Sekala memasuki kamar Binta. Gadis tersebut sedang meringkuk dan memainkan ponselnya. Menggulir beranda Instagram melihat-lihat tanpa minat. Padahal baru saja Sekala mencoba tetap terlihat senang tanpa masalah, ia kembali merasa iba melihat adiknya yang sedang tenggelam di balik selimut.

"Mas Kala mau beli titipannya Bunda. Mau ikut?"

"Nggak. Binta di rumah saja. Capek soalnya."

"Nggak mau dibeliin apa-apa?"

Binta menggeleng. Tatapannya masih tertuju pada ponsel. Gadis tersebut tampak lesu.

Sekala menghela. Pemuda tersebut mengambil tempat duduk di sisi ranjang Binta. Menepuk-nepuk kakinya lantas berujar.

"Dek, kalau Nava gangguin kamu, balas saja dia. Nggak usah takut."

Ucapan Sekala menarik atensi Binta, "Mas Kala dengar?"

Sekala menggeleng, "Tapi mau ngapain Nava ke kamar kamu kalau nggak mau gangguin kamu?"

Binta hanya diam. Dia tidak tahu harus bagaimana. Hal itu mengundang Sekala mengulum senyumnya, tangan si sulung menuju puncak kepala Binta. Mengelusnya halus dan berkata lembut, "Dia nakal, ya?"

Binta mengangguk pelan, "Nakal sekali," lirihnya.

Sekala melihat gemas Binta, "Makanya, lawan dia. Jangan takut. Supaya dia nggak gangguin kamu lagi."

Namun Binta justru menggelengkan kepalanya. Gadis tersebut sangat amat jarang bisa bermanja-manja seperti ini dahulu. Ketika Ibu masih hidup pun, Binta tidak sering menghabiskan waktu bersama karena ibu yang terlalu sibuk bekerja. Selama ini, Binta terbiasa mengurus keperluannya seorang diri. Namun memiliki seseorang sebagai tempat mengadu dan berkeluh kesah, Binta merasakan sensasi menyenangkan dalam dirinya.

Gadis tersebut kini justru menatap Sekala dengan senyum tipisnya, "Ada Mas Kala yang bakalan belain Binta, kan?"

"Aku nggak terus-terusan bisa belain kamu, Ta. Kamu harus bisa bela dirimu sendiri."

"Nggak mau. Aku maunya Mas Kala yang lindungin aku. Memangnya Mas Kala nggak mau?"

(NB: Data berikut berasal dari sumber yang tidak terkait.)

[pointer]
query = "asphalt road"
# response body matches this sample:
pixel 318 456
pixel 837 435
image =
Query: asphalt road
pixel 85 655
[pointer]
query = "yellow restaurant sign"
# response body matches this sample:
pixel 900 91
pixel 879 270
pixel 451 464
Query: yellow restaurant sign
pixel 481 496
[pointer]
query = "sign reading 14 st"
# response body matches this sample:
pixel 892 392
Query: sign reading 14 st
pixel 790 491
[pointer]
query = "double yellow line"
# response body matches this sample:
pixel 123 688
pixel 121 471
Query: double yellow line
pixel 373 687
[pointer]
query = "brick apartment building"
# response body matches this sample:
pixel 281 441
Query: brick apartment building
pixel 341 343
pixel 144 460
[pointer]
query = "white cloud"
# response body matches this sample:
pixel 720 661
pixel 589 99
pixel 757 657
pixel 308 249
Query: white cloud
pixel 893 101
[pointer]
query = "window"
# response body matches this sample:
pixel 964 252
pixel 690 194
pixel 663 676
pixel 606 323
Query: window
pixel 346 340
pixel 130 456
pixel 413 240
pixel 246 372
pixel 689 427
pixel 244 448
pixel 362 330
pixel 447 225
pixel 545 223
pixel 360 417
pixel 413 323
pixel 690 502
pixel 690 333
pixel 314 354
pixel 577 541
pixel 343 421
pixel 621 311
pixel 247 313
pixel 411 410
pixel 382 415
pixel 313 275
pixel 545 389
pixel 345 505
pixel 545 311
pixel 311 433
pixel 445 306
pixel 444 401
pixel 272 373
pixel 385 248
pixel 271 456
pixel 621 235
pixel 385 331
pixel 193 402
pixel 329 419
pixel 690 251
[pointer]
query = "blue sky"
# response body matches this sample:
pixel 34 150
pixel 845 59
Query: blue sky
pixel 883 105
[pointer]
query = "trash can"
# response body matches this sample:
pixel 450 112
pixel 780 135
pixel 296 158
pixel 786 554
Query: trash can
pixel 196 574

"Bukan begitu. Tapi kamu tau sendiri kalau kita nggak bisa terus sama-sama. Kamu harus bisa kuat. Harus jadi Binta yang nggak boleh lemah," tegasnya.

Gadis tersebut masih tersenyum. Ia lantas berkata, "Mas Kala nggak perlu khawatir. Sejak dulu, Binta selalu melindungi diri Binta sendiri. Binta nggak punya siapapun untuk berlindung selain ibu."

Hati Sekala terenyuh. Ia menatap lurus Binta, bisa-bisanya Sekala melupakan satu fakta itu.

Binta yang melihat ekspresi Sekala berubah lantas tertawa lirih, "Binta sudah jago untuk melindungi diri sendiri. Mas Kala nggak usah khawatir, ya. Adikmu ini kuat, lho."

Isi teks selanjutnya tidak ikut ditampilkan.